Monday, December 29, 2008

What to write?

This question is not about this blog, but about writing in general. At present, I have only two writing projects in progress:

1. Type the harmony of the gospels I did off and on over a three year period ending in 2005, then go through it to look for gaps, redundancies, potential changes in order, etc. After the typing and editing is done, type explanatory notes for the harmony, only some of which are written in manuscript form. This is likely to take all year.

2. Work on my "Life On A Yo Yo" Bible study, of the life of Peter the apostle. This is planned, and I begin teaching it on Sunday Jan 4, 2009. This is more of a teaching project than a writing project, but I figure that every such project might become a writing project given the right amount of time and energy.

But what to do about a writing career? As I've reported before, it seems that life will never give me, short of my retirement planned for 8 years and 2 days from now, enough time to do all that writing demands: write, edit, improve my craft, research the market, research agents, pour time into submittals/proposals/query letters/etc., follow-up on those, and prepare for the marketing work I would have to do should I become published. All this makes a writing career a pipe dream for now.

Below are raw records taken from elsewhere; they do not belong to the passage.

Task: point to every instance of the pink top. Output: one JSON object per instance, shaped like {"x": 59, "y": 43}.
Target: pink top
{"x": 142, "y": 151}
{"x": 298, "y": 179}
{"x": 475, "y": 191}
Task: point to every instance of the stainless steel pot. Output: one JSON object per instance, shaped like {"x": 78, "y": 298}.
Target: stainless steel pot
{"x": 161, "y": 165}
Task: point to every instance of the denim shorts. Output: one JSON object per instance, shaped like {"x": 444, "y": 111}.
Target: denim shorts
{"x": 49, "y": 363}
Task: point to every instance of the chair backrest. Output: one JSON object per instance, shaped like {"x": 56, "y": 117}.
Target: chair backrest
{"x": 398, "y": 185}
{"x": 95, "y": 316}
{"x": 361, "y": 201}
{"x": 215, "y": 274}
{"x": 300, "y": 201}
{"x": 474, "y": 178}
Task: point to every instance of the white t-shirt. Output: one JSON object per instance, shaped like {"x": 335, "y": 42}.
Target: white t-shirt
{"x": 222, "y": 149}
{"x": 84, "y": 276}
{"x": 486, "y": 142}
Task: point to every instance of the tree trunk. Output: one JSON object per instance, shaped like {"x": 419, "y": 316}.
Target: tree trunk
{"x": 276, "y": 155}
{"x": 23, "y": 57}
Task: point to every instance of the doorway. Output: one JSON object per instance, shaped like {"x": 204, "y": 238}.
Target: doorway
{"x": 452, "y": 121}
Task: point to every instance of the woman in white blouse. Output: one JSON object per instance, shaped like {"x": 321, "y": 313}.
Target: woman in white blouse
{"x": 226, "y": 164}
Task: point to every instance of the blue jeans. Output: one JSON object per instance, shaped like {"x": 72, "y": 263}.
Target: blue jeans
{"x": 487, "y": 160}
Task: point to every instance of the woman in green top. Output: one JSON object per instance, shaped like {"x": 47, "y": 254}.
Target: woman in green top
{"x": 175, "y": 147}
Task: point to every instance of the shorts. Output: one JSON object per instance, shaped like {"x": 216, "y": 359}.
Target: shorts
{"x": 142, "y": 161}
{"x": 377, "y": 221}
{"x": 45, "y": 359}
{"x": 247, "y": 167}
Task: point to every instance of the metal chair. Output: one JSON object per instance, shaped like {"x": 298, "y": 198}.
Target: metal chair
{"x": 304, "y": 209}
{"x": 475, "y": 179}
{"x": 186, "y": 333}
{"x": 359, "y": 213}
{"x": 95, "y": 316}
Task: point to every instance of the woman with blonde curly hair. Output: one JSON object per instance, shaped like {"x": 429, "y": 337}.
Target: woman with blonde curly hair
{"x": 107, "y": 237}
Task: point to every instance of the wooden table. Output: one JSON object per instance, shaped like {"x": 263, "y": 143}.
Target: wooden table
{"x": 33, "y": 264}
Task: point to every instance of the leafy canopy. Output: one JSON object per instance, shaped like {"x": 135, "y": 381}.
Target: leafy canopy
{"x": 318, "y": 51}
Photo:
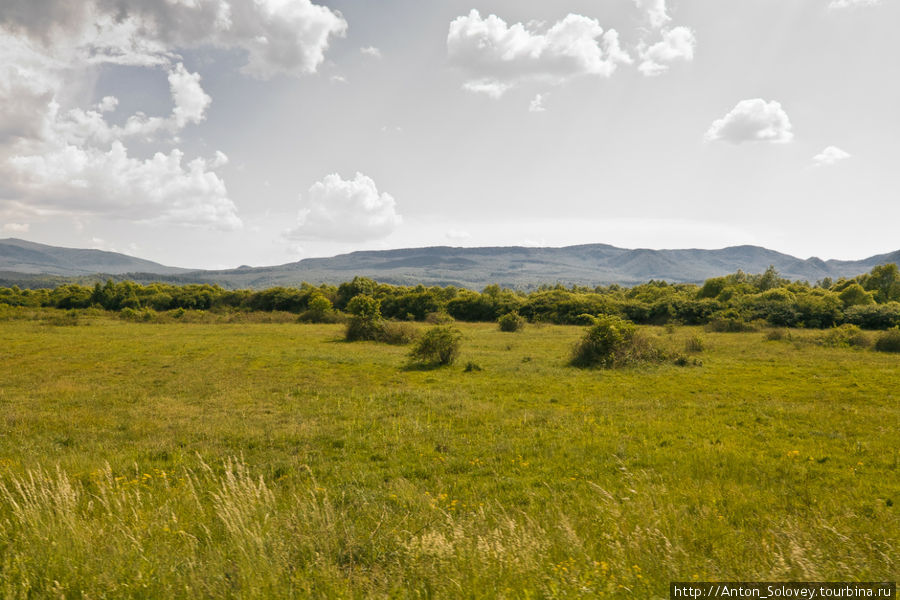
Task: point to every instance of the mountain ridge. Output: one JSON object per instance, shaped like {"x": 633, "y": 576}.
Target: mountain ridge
{"x": 511, "y": 266}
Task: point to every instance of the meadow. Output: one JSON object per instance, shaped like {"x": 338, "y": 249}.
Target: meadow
{"x": 260, "y": 460}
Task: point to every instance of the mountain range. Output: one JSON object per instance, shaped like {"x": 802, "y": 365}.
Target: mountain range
{"x": 518, "y": 267}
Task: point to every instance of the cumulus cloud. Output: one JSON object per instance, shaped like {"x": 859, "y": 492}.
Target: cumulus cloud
{"x": 676, "y": 44}
{"x": 830, "y": 155}
{"x": 753, "y": 120}
{"x": 111, "y": 183}
{"x": 497, "y": 56}
{"x": 371, "y": 51}
{"x": 278, "y": 36}
{"x": 839, "y": 4}
{"x": 16, "y": 227}
{"x": 537, "y": 103}
{"x": 65, "y": 160}
{"x": 458, "y": 235}
{"x": 346, "y": 211}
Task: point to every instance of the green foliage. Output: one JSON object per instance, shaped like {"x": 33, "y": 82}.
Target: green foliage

So I have an unfinished second novel, In Front Of Fifty Thousand Screaming People, that must remain unfinished. I have a completed first novel, Doctor Luke's Assistant, which, having earned about ten rejections, must remain in the reject pile for the moment. I have my completed poetry book, Father Daughter Day, which, defying all rules of genre and degree of religiosity, sits in exile upon a closet shelf. My non-fiction book Screwtape's Good Advice, has only one rejection, but finding time to tailor the proposal to new editors or agents seems, in light of the current state of publishing, an effort in futility. My newspaper column, Documenting America, being a good but unique work The long list of other novels, other non-fiction books, magazine articles, etc. will just have to remain in the ideas notebook for now.